Léonce à M, Barton.
Paris, ce 10 juin 1791.
On vous a écrit que j'avois la tête perdue, on a dit vrai; la vie de Delphine est en danger, je suis dans une chambre près de la sienne; je l'entends gémir; c'est moi, criminel que je suis, c'est moi qui l'ai jetée dans cet état: pensez-vous que, pour être calme, il suffise de la résolution de se tuer si elle meurt? Il y a des tourmens inouïs, tant que le sort est en suspens! Hier elle m'a regardé avec une douceur céleste, elle a reposé sa tête sur moi comme si elle vouloit recevoir quelque bien de moi, de ce furieux, l'unique cause… Non, elle ne mourra point, depuis quelques heures ses plaintes sont moins déchirantes.
Elle n'a cessé, dans son délire, de rappeler une horrible scène dans une église…. La nuit dernière surtout, madame de Lebensei et moi nous veillions auprès de son lit; tout à coup elle a soulevé sa tète, ses cheveux sont tombés sur ses épaules, son visage étoit d'une pâleur mortelle, cependant il avoit je ne sais quel charme que je ne lui connoissois point encore; son regard pénétroit le coeur, et me faisoit éprouver un sentiment de pitié si douloureux, que j'aurois voulu mourir à l'instant pour en abréger la souffrance.—Léonce, me disoit-elle, Léonce, je t'en conjure, n'exige pas de moi, dans le lieu le plus saint, le serment le plus impie; ne me fais pas jurer mon déshonneur, ne me menace pas de ta mort, laisse-moi partir! rends-moi la promesse que je t'ai faite de rester, rends-la-moi!

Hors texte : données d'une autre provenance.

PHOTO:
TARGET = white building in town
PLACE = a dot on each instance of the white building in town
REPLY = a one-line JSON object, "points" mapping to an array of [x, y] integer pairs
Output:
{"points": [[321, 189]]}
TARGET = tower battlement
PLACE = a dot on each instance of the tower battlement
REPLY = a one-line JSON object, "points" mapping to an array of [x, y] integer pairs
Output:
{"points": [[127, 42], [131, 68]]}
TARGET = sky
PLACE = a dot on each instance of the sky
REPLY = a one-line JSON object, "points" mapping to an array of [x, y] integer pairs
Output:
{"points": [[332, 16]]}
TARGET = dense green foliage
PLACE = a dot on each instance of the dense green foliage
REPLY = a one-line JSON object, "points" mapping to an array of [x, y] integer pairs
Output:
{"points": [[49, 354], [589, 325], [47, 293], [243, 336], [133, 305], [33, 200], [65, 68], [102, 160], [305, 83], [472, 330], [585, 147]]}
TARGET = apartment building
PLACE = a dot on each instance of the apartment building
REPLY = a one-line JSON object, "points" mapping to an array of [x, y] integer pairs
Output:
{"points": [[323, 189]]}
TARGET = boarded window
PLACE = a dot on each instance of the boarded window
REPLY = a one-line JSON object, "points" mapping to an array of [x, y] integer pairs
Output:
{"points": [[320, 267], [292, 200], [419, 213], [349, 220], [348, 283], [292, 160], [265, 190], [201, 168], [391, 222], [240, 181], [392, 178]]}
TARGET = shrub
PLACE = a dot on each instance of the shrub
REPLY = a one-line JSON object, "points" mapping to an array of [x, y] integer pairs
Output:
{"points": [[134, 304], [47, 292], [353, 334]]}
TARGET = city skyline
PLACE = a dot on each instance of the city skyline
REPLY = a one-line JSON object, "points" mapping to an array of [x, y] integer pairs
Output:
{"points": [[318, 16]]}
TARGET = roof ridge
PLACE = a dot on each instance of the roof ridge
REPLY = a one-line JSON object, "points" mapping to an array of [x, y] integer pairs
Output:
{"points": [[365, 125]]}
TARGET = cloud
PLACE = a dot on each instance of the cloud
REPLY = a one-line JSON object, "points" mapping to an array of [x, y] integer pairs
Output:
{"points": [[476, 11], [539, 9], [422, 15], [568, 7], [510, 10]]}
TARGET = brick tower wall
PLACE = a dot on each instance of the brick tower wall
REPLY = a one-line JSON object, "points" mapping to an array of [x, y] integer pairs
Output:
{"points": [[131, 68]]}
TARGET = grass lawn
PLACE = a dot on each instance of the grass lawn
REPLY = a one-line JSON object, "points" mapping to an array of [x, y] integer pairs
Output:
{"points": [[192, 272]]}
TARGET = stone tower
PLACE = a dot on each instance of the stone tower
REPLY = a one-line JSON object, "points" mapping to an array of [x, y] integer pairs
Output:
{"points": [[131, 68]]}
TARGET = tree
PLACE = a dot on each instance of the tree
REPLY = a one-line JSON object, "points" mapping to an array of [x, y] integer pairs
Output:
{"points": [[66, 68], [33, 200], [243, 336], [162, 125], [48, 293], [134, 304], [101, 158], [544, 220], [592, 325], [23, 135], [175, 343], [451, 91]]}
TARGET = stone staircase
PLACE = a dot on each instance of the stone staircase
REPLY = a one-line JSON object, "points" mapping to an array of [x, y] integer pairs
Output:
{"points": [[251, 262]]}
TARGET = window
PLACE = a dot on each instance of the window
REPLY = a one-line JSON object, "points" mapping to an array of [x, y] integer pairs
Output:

—Elle m'appeloit, et cependant elle ne me connoissoit pas; ses yeux me cherchoient dans la chambre, et ne pouvoient parvenir à me distinguer. Je m'écriai, en me jetant à genoux devant son lit, que je la dégageois de tout, qu'elle étoit libre de me quitter; que n'aurois-je pas fait pour la calmer! quel arrêt n'aurois-je pas prononcé contre moi-même! Mais, hélas! elle n'entendit point ma réponse, et, répétant sa prière, elle m'accusa de la refuser, et me demanda grâce avec un accent toujours plus déchirant, chaque fois qu'elle croyoit n'obtenir aucune réponse.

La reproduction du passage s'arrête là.